Big Science
Mars exploration is a striking example of big science. Big science is characterized by large organizations, multidisciplinary teams, great expense, government management, and, often, political controversy. There are various examples of big science, at NASA and other agencies, but this Mars endeavor especially illuminates “programmatic” or “distributed” big science. Much big science is concentrated in a single huge machine. But distributed big science in this case consists of missions (also called projects) that make up an extended, multidecadal program of exploration. Projects may be closely or loosely coupled. Some of the individual missions are “big” by any standard, in the sense of having billion – dollar costs. Others are moderate by big science standards, costing hundreds of millions. There was a time in the 1990s when Mars missions were pushed hard to be “faster, better, cheaper” (FBC), attributes that usually meant smaller. But Mars missions have subsequently grown, with MSL listed at $2.5 billion.
Moreover, when the individual missions are aggregated in a coherent program, the combination is obviously very large in scale.

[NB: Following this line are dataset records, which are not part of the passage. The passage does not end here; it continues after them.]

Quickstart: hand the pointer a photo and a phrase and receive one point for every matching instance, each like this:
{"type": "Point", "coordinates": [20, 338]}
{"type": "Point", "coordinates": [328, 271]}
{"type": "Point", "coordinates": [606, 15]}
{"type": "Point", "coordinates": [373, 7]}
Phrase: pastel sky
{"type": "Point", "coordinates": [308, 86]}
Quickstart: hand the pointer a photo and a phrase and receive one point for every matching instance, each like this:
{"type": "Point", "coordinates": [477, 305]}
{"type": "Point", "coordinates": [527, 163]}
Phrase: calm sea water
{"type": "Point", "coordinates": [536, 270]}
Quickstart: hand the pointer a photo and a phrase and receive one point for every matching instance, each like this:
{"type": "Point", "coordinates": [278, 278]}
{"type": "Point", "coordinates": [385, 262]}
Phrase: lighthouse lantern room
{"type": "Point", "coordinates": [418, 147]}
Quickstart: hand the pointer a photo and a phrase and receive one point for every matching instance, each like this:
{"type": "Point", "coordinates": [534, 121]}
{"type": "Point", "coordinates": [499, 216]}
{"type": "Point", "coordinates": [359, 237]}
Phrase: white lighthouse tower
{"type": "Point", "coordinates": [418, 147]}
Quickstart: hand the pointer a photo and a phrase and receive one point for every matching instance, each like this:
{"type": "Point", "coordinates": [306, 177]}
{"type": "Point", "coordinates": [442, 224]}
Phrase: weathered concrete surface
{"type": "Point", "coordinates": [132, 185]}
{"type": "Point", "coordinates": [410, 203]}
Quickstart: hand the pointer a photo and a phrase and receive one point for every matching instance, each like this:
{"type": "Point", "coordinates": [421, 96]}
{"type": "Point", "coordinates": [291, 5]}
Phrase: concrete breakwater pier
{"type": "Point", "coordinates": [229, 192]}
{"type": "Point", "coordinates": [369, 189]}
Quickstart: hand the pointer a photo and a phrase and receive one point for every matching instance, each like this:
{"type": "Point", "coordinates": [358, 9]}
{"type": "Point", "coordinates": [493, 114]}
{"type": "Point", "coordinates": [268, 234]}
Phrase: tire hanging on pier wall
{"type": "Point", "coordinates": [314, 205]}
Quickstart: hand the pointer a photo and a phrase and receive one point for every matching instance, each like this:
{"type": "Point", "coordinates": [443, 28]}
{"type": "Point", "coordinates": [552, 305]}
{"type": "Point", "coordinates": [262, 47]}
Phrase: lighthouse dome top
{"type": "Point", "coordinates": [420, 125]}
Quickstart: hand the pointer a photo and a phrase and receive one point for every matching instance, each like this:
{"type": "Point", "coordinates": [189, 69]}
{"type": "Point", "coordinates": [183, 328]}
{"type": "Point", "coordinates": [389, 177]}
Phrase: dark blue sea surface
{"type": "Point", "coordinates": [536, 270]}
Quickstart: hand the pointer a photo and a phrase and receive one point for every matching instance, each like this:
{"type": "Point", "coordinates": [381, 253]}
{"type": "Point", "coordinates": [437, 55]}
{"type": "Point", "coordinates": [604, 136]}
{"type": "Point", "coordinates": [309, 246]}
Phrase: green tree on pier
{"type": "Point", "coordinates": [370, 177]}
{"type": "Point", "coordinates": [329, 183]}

While specific numbers are hard to delineate or aggregate precisely over a half century or more, it is virtually certain that NASA has spent more money on Mars than any other single planet over its existence as an agency. In recent years, approximately one-half of the planetary budget has gone to Mars, and the planet has had its own director in NASA Headquarters and at JPL. Whereas the Cassini mission to Saturn was an example of concentrated, multibillion-dollar big science, the missions to Mars are spread out, with projects of varying scales. The Mars missions are distributed in time—taking place over decades. They are also distributed in purpose—orbiters, landers, and rovers. This is not only big science but an example of a large technical system in action. When Phoenix landed on Mars in 2008, an orbiting Mars satellite photographed the event. At the same time, Spirit and Opportunity roved the terrain. Similarly, Mars Reconnaissance Orbiter “watched” as MSL descended to Mars in 2012. The national policy to create a “sustained. . . robotic presence” on Mars was realized.
Big science is important to better comprehend because it represents a high priority within an agency and within a national budget. Big science projects can be high-visibility “flagships” for an agency and often for a country. In execution, big science projects link government, university, and industry into large and diverse teams, increasingly with international partners. Big science entails extremely challenging management and political issues. It absorbs much of the agency’s money and prevents smaller efforts from being undertaken. The political dilemmas—who gets what, when, and how—can be the most difficult of all to resolve in making a long-term big science program succeed.